Children ask many more questions than adults because there is so much they need to learn about the world. Recently, my 3-year-old granddaughter wanted to know, Why the stars stay up in the sky? Why, indeed? And when any of us, adult or child, finds an answer, it’s a powerful moment. We are changed forever as a result of our newly acquired knowledge. Of all the species on this glorious planet, only humans ask questions. An evolutionary biologist might argue that the act of questioning is a selected trait. Those who asked questions found answers, increasing their probability of survival. Scholars love to speculate about the answers to questions. After all, scholars begin their work with a hypothesis, which is nothing more than a good question worth studying. We work at the edge of knowledge—and happily so; discovery is an exciting enterprise.
In my own work, I have explored hypotheses about the role of experience in development and questions about the effects of child care and early childhood interventions. Questions have provided the rationale and motivation for my work. I suspect the same is true for other faculty members. Each discipline has its methods, its rules for revelation, its routes to answers. Few things match the thrill of having research findings to share with other scholars.
Still, the questions Hurston’s Janie poses about cosmic loneliness differ from those asked by children and scientists in building a knowledge base. In the novel, Janie questions the nature of the human condition, especially as experienced through relationships with friends, neighbors, lovers—and with God.
The questions we all return to, again and again, concern the essence of existence. Around age 11 or 12, we have the cognitive ability for internal hypothesis-testing; meaning we begin to consider and test bigger, more complex questions. Can you remember the first time you asked yourself if there is a God or what happens when you die? You were probably 11 or 12. This is also when you begin to ask questions about life itself. What is a life well lived? How do you find purpose in life? How do you know the ethical thing to do?
Do these questions have answers? That, in itself, is a good question. I have given this a great deal of thought in my 63 years. Despite the uncertainties, the mysteries and the wonders of life, it is clear to me that we are meaning- makers by design. In other words, each of us constructs a notion of reality as we make sense of the world. This is a common enough idea in sociology and communication theory. Yet it is hardly surprising that thinking about deeply held beliefs as social constructions might make us all feel a bit untethered from time to time.
Recently, over dinner, I shared Hurston’s quote with a friend as we discussed the fact that there are indeed phases of life when the answers escape us. My friend recalled fragments of a quote by the poet Rainer Maria Rilke. We took out our cellphones, Googled the lines and read these words together: “Be patient toward all that is unsolved in your heart and try to love the questions themselves, like locked rooms and like books that are now written in a very foreign tongue. Do not now seek the answers, which cannot be given you because you would not be able to live them. And the point is, to live everything. Live the questions now. Perhaps you will then gradually, without noticing it, live along some distant day into the answer.”

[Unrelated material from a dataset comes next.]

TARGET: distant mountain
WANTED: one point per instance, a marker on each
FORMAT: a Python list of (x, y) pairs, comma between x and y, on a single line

I think Zora Neale Hurston might agree with Rilke. She ends her novel with Janie delineating two tasks that each of us must do alone: to go to God and to find out about living for ourselves.

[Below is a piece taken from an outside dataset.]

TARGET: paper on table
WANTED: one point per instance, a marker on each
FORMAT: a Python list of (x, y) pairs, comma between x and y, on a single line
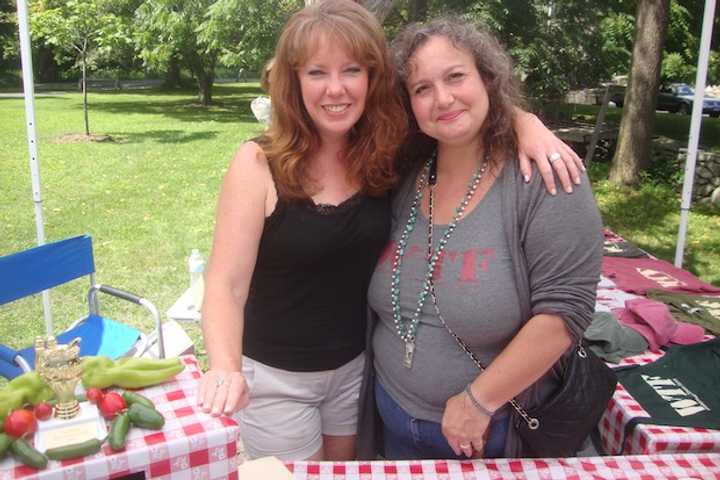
[(266, 468)]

At its core, Hurston’s novel calls us to find out about living for ourselves. What a remarkable opportunity and privilege. Perhaps being unsatisfied with answers motivates change in a way that being satisfied never could. When you think about it, the status quo is actually rather boring. Good questions, on the other hand, never are. Questions about who we are and why we are here, about the discoveries we are meant to make and the work we are meant to do; questions about a life well lived. And, of course, questions about why the stars stay up in the sky.
With each new phase of life, we should love the questions, each and every one. I suspect Hurston is right that some years will provide the answers— if we are patient enough.
Adapted from President McCartney’s Ivy Day address on May 19, 2018.